Wednesday, September 26, 2007
indifference and perspective
Things have been busy, consequently time to read has been drastically and depressingly reduced. However, this week - somehow and somewhere between all the et cetera whatever - I was able to take in Dinaw Mengestu's well-crafted, beautiful, melancholic little novel titled The Beautiful Things that Heaven Bears, a piece which I'm almost certain will end up somewhere on my year-end "Top Five Favorite New Releases of 2007" list.

The book deserves a much better review than I have time/energy for at the current moment, so that is not my intention with this post. Hopefully, that beast can be tackled when my mental faculties are a bit sharper and more up to the task. But for tonight, there's this one particular passage that, after underlining it and rewriting it (as I tend to do with sentences and passages that move me), is still gnawing like a raspberry seed lodged between my back teeth. It's a conversation between two African immigrants who both escaped violent coups in their separate homelands in the perhaps naive hopes of finding security, safety and opportunity in America. And it reads like this:

Everything is beautiful to you.

Not everything.

But damn close.

You just have to have the right perspective.

Which is what?

Indifference. You have to know that none of this is going to last. And then you have to not care.

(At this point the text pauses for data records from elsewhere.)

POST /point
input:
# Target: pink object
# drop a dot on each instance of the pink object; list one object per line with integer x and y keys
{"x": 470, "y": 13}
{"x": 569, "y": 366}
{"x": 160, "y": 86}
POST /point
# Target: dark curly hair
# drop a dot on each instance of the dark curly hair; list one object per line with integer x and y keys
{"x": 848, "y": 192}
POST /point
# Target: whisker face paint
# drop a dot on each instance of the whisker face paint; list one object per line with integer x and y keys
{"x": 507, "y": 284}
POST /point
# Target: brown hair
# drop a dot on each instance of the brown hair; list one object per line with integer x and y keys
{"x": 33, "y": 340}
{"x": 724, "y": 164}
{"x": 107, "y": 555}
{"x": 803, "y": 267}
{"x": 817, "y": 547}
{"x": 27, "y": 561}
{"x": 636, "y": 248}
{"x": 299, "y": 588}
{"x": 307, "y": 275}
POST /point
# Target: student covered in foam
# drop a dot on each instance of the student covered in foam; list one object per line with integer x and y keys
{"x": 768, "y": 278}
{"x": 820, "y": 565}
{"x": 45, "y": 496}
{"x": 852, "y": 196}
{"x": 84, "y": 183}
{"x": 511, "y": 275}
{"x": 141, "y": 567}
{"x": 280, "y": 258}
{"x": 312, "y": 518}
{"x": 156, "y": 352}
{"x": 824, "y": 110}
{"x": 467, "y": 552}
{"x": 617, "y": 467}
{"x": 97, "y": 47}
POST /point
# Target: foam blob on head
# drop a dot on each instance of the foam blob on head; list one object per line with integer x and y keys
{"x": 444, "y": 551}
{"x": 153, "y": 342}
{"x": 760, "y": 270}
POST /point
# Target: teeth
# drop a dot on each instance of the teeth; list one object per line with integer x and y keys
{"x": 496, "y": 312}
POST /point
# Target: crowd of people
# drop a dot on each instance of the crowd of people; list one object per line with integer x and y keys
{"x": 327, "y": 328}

And then the world becomes beautiful?

No. It becomes ridiculous. Which is close enough for me.
I'm not sure why this passage is sticking with me three days after I read it. Maybe it's the notion that what we so often laud as "beautiful" is really just the ascetically-pleasing oddity. Maybe it's the idea that we need to resign ourselves to indifference before we can look past all the beastly to truly see the beauty. Maybe I'm just an overworked, underpaid civil servant with a penchant for navel-gazing.

Probably all of the above.

But, what I am certain of is that there's a cohesive post lurking somewhere in this mess. Just maybe not this particular one.